Physical problems which can arise as a result of some cancer treatments such as incontinence, difficulty eating or breathlessness as well as mental health issues can mar people’s recoveries, according to a new report.
But Macmillan Cancer Support said that many patients are being “let down at their time of need”.
People are twice as likely to survive for a decade after a cancer diagnosis compared to 40 years ago.
But many who survive their illness are living in poor health, the charity said.
Macmillan surveyed more than 2,000 people with a previous cancer diagnosis for its latest report, titled Am I meant to be OK now?, and found a third (34 per cent) were still struggling with their physical well-being up to two years after treatment ended.
Two in five said they still had moderate or extreme pain or discomfort two years after finishing treatment.
The majority of patients (80 per cent) who had physical difficulties in the two years after treatment said they lacked full support to get their lives back on track.
Former patients were also suffering emotional problems, with three in ten reporting that their emotional well-being was still affected two years after completing treatment.
Of these, 90 per cent said they lacked support.
The Macmillan report states that instead of feelings of elation and relief when treatment is over, patients frequently experience depression or anxiety – often as a result of feeling that they are not able to “get back to normal”.
The charity called on the NHS to ensure that each patient has a “recovery package” of personalised post-treatment support.
Chief Executive of Macmillan Cancer Support Lynda Thomas said it was “tragic” that so many people are left struggling after their cancer treatment ends.
She added: “Life is often profoundly different after the roller coaster of diagnosis and treatment ends, with people contending with serious physical and emotional issues.
“The health and care system has a long way to go in terms of fully supporting people after cancer treatment.
“The NHS must ensure that every single person who is treated for cancer gets the support that is right for them after treatment – far too many cancer patients are badly being let down in their time of need.”
Maggie’s Research Lead and Consultant Clinical Psychologist Lesley Howells, said they provided much-needed support for survivors and had developed a programme at their centres throughout the UK.

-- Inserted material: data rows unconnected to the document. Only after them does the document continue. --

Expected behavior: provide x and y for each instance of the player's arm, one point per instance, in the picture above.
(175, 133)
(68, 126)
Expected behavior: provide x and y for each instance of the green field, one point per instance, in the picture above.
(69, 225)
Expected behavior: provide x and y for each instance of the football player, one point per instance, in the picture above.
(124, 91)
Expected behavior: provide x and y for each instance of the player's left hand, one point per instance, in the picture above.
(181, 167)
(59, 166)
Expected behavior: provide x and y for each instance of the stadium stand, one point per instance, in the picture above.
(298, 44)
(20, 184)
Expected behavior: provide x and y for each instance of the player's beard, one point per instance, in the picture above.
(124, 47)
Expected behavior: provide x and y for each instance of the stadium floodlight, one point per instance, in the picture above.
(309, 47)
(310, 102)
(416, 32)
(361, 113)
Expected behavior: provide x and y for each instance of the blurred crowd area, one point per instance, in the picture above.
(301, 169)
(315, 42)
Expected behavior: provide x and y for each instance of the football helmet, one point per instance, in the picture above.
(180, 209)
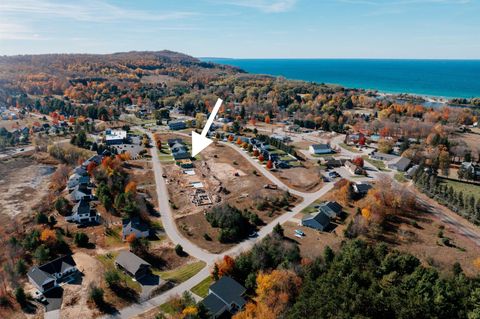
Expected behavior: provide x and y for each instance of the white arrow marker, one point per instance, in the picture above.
(199, 142)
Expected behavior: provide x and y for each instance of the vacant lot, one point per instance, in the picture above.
(227, 178)
(23, 181)
(467, 189)
(416, 234)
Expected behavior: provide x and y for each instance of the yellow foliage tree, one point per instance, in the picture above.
(476, 263)
(48, 235)
(366, 213)
(131, 187)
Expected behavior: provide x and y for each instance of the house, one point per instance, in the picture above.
(354, 169)
(401, 164)
(383, 157)
(132, 265)
(318, 221)
(331, 209)
(411, 171)
(134, 226)
(361, 188)
(470, 170)
(172, 141)
(115, 137)
(316, 149)
(47, 276)
(96, 159)
(83, 213)
(332, 162)
(224, 296)
(80, 192)
(79, 170)
(177, 125)
(76, 180)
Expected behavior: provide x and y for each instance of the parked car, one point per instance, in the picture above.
(253, 234)
(298, 231)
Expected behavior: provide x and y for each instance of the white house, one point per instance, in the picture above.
(83, 213)
(134, 226)
(320, 149)
(47, 276)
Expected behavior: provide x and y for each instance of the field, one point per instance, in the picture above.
(202, 288)
(416, 234)
(182, 273)
(467, 189)
(227, 178)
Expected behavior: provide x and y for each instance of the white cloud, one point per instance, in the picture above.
(270, 6)
(14, 31)
(84, 10)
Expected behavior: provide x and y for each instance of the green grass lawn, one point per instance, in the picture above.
(400, 177)
(108, 262)
(295, 164)
(311, 208)
(181, 274)
(113, 237)
(467, 189)
(349, 148)
(167, 308)
(201, 289)
(377, 163)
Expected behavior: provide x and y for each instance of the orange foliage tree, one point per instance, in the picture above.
(131, 187)
(275, 292)
(48, 235)
(269, 164)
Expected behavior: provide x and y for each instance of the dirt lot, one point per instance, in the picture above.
(306, 179)
(227, 178)
(22, 182)
(76, 294)
(421, 240)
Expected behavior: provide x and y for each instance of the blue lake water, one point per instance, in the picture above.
(439, 78)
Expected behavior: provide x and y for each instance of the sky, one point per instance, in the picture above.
(405, 29)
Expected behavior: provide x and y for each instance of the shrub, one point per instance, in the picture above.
(234, 225)
(81, 239)
(95, 294)
(112, 277)
(179, 250)
(20, 296)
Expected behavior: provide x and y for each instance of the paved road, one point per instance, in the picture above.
(177, 238)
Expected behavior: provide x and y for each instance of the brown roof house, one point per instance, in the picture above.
(132, 265)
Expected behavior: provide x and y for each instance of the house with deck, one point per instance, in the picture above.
(132, 265)
(49, 275)
(225, 298)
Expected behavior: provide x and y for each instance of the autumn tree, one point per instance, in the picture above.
(269, 164)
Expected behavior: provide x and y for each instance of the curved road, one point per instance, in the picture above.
(176, 237)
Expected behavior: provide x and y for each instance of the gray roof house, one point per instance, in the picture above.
(226, 295)
(401, 164)
(134, 226)
(331, 209)
(362, 188)
(47, 276)
(383, 156)
(412, 171)
(177, 125)
(76, 180)
(81, 192)
(320, 149)
(82, 213)
(318, 221)
(131, 264)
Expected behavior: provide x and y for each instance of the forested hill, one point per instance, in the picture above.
(52, 74)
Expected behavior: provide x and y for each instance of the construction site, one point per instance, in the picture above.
(220, 176)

She added: “As cancer survival rates increase, so does the need for long term mental health support for survivors.
“Family, friends and employers – as well as survivors themselves – should recognise that it’s normal to struggle with adjusting to life post cancer, and understand that support is waiting for them at Maggie’s.
“Our Where Now? programme, available at all our Centres, can significantly improve symptoms.
“Findings show that the participant’s confidence grew considerably and they demonstrated feelings of relief from support within the group and discovering that their problems are not unique.”
An NHS spokeswoman said they were rolling out a ‘Recovery Package’ to ensure all patients receive the right support.